Stunning OLED display Superb versatility Great speakers Excellent battery life

Cons

Very expensive Heavy and bulky No discrete GPU Limited ports

Our Verdict

The Zenbook 17 Fold OLED is a compelling first-gen foldable that works well as a laptop, tablet or something in between. But most people will want to hold off on buying one for now, especially at this price.

Price When Reviewed

£3,299

Most of the laptops people buy have the same core design, but there are no shortage of companies trying to change that. The release of Microsoft’s original Surface a decade ago kick-started a wave of Windows tablets with detachable keyboards, and it looks like the next revolution is upon us.  

Lenovo announced the very first foldable screen tablet/laptop hybrid back in 2020, and two years later it finally has genuine competition. Despite being announced at CES in January, Asus has taken its time getting the new Zenbook 17 Fold OLED ready for release. 

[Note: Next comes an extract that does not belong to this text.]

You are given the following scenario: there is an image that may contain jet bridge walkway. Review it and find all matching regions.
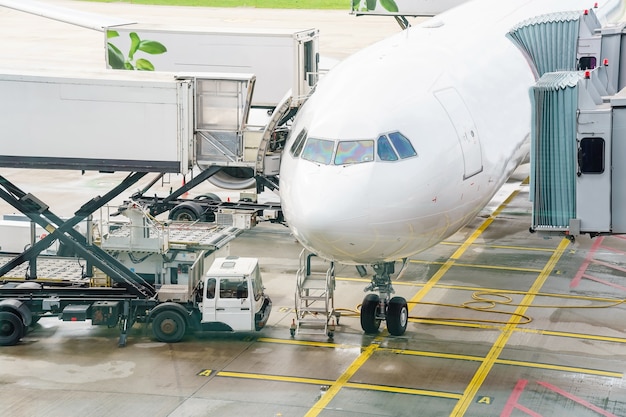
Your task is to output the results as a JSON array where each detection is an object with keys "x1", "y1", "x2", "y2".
[{"x1": 510, "y1": 10, "x2": 626, "y2": 239}]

While it’s far from perfect, Asus’ first foldable has undoubtedly been worth the wait. Here’s my full review. 

Design & Build

17.3in tablet when unfoldedCan become 12.5in laptopBulky design, limited ports

The Zenbook 17 Fold has an extraordinary design, but that’s not immediately clear when you take it out of the box. When closed, it looks like either a small laptop or 2-in-1, both of which we’ve seen many times before.

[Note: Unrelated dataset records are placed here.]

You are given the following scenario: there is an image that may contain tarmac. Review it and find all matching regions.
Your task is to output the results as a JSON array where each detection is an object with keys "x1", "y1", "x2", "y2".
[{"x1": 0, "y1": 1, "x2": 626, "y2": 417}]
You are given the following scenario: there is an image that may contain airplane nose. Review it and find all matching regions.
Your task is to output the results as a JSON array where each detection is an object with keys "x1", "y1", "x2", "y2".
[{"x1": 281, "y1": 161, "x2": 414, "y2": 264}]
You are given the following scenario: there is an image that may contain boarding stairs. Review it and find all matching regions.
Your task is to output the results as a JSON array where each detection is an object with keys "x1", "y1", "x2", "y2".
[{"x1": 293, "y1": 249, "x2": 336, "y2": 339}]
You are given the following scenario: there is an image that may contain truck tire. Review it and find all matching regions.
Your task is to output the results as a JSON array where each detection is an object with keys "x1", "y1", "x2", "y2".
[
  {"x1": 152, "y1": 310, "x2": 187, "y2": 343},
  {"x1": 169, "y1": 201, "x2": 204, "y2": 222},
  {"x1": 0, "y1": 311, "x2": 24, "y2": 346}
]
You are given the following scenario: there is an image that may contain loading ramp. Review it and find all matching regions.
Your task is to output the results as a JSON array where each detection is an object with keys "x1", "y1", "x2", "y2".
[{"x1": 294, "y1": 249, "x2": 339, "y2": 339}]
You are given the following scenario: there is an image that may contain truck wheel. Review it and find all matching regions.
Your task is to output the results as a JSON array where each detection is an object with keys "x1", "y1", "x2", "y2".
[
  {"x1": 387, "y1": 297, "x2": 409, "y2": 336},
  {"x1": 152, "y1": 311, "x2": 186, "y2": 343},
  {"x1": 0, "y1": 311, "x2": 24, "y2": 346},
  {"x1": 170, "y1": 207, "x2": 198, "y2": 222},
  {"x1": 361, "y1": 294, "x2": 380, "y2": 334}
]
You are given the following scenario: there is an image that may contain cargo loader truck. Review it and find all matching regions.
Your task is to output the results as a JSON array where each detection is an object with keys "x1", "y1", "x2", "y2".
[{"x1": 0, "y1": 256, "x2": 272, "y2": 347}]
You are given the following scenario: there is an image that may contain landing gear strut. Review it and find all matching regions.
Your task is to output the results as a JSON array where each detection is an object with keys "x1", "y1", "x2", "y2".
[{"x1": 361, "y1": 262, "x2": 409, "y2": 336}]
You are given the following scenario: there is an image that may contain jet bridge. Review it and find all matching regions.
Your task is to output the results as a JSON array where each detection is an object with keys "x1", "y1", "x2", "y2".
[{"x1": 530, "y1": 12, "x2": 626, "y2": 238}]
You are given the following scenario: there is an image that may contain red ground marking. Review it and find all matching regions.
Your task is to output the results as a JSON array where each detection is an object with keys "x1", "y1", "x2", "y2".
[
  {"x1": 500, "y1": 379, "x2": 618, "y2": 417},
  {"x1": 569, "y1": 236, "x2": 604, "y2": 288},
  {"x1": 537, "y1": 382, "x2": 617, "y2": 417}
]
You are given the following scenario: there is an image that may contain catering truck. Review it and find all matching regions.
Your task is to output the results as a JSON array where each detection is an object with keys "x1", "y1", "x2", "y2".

However, opening the device reveals its key selling point – a huge 17.3in display that can fold in half horizontally. That creates two 12.5in panels, although you can magnetically attach the included keyboard to the bottom half for a laptop-like experience. 

Dominik Tomaszewski / Foundry

This versatile design means the Zenbook 17 Fold can realistically be used in up to six different modes, each with its own unique benefits and drawbacks. It’s worth exploring each in more detail. 

The first, and perhaps most obvious, is as a regular tablet. At 17.3in, it’s one of the largest slates you can buy. Only a handful of scenarios take full advantage of such a large screen, but it does make the Zenbook 17 Fold a great device for multitasking. 

Thick plastic bezels extend around the perimeter of the screen, although they’re needed to ensure the hinge is as durable as possible. It allows plenty of room for a 5Mp webcam, with its detailed 1080p footage and dual mics making for a great video calling experience.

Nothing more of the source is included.